The Itr_r2.2 and IBA_r1.0 genome sequences are available on Plant GARDEN (Itr_r2.2: https://plantgarden.jp/ja/list/t35884/genome/t35884.G002, IBA_r1.0: https://plantgarden.jp/ja/list/t4120/genome/t4120.G001) and have already been used for genomic and genetic analysis. For example, Suematsu et al. (2022) reported identification of a major QTL for root thickness in I. trifida using a QTL-Seq approach. A BC1F1 population derived from crosses between ‘Mx23Hm’ and ‘0431–1’ was used for the analysis, and a major QTL for root thickness (qRT1) was identified on chr06 of the Itr_r2.2 genome.
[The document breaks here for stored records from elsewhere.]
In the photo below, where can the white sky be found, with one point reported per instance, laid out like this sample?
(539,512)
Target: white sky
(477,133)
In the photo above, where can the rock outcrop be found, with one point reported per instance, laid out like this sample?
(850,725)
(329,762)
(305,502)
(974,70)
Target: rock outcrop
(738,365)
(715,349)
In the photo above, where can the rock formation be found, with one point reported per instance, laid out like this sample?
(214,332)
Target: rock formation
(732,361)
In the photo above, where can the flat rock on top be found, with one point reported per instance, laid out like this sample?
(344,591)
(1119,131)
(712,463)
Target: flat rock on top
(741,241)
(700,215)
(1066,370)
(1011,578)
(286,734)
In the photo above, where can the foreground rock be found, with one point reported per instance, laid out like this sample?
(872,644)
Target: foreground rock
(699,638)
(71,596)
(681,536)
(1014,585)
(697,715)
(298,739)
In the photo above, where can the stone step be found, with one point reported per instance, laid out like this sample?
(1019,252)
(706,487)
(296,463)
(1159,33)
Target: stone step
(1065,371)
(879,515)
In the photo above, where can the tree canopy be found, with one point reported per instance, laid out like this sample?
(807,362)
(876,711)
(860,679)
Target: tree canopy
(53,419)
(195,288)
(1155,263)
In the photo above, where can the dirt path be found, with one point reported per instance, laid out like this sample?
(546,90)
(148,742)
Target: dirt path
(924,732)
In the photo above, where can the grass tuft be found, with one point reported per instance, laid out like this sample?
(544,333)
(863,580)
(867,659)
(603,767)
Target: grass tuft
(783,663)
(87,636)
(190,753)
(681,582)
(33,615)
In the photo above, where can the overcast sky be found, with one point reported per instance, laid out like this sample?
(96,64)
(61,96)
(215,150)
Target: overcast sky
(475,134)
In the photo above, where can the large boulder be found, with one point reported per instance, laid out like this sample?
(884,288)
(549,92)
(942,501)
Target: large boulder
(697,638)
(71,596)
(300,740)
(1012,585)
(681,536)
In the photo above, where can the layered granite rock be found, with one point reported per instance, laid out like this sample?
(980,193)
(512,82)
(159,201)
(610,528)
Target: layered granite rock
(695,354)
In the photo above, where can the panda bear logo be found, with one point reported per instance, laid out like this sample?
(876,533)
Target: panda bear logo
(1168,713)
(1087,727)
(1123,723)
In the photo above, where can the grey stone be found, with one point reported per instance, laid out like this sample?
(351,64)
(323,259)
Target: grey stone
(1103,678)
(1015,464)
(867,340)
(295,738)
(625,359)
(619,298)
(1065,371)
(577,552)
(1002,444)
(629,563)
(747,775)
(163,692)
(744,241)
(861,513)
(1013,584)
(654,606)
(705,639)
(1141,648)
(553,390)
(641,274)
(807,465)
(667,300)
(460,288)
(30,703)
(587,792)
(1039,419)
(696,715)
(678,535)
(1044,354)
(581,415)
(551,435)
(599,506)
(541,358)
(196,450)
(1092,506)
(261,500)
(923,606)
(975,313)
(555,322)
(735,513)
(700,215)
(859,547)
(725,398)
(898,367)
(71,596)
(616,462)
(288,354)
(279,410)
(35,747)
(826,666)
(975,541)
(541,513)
Haque et al. (2023) reported genetic analysis of starch contents (SC) using 204 F1 progenies derived from a bi-parental cross between I. batatas cultivars, ‘Konaishin’ and ‘Akemurasaki’. Base variants were identified on the Itr_r2.2 genome, and significant QTL for SC were identified on Chr15. One of the candidate genes located on the QTL regions, IbGBSSI, was considered to be involved in starch accumulation in sweetpotato root, by the results of qRT-PCR analysis.

For the expression analysis of starch, anthocyanin, and carotenoid genes in I. batatas tissues, RNA-Seq analysis was performed on RNAs extracted from the leaves at 42 days after transplantation (DAT), stems at 42 DAT, and roots at 90 DAT (Yoon et al. 2022). The fragments per kilobase of transcript per million mapped reads (FPKM) values were calculated on the genes predicted on the I. batatas genome, IBA_r1.0. Significantly high expressions were observed in roots for starch pathway genes. Conversely, in the leaves, the robust expression of genes associated with anthocyanin genes was observed.

Sweetpotatoes are utilized for a diverse range of purposes, including food and processed products such as starch, distilled spirits and natural colorants. Given the various applications, breeding goals for sweetpotato are diverse, necessitating genetic analyses across a multitude of traits. According to the comprehensive review by Yan et al. (2022), previous genetic analyses have predominantly focused on yield, root development, quality, and biotic resistance. Until recently, genetic analyses were predominantly conducted using the genome sequences of diploid species like I. trifida. However, the recent completion of the hexaploid genome sequence now paves the way for more advanced analyses. While the sweetpotato genome structure has been suggested to be either complete auto-hexaploid or auto-allo-hexaploid, elucidating the extent of genome sequence variation among homoeologous chromosomes and the conservation of gene sequences on these chromosomes is a task for the future. This advancement is anticipated to enhance our understanding of how genes governing target traits are regulated across homologous chromosomes, enabling more precise breeding strategies.

In the era of climate change, when food production faces escalating challenges, sweetpotato, with its relatively stable yields even in marginal lands, is expected to attract greater attention as a source of nutrition. The sweetpotato genomes, including those created by the TRAS consortium, are poised to serve as a crucial information resource for accelerating global sweetpotato breeding efforts. As we anticipate difficulties with food production amid changing climates, leveraging the genomic information of sweetpotato will become crucial for developing resilient crops and ensuring global food security.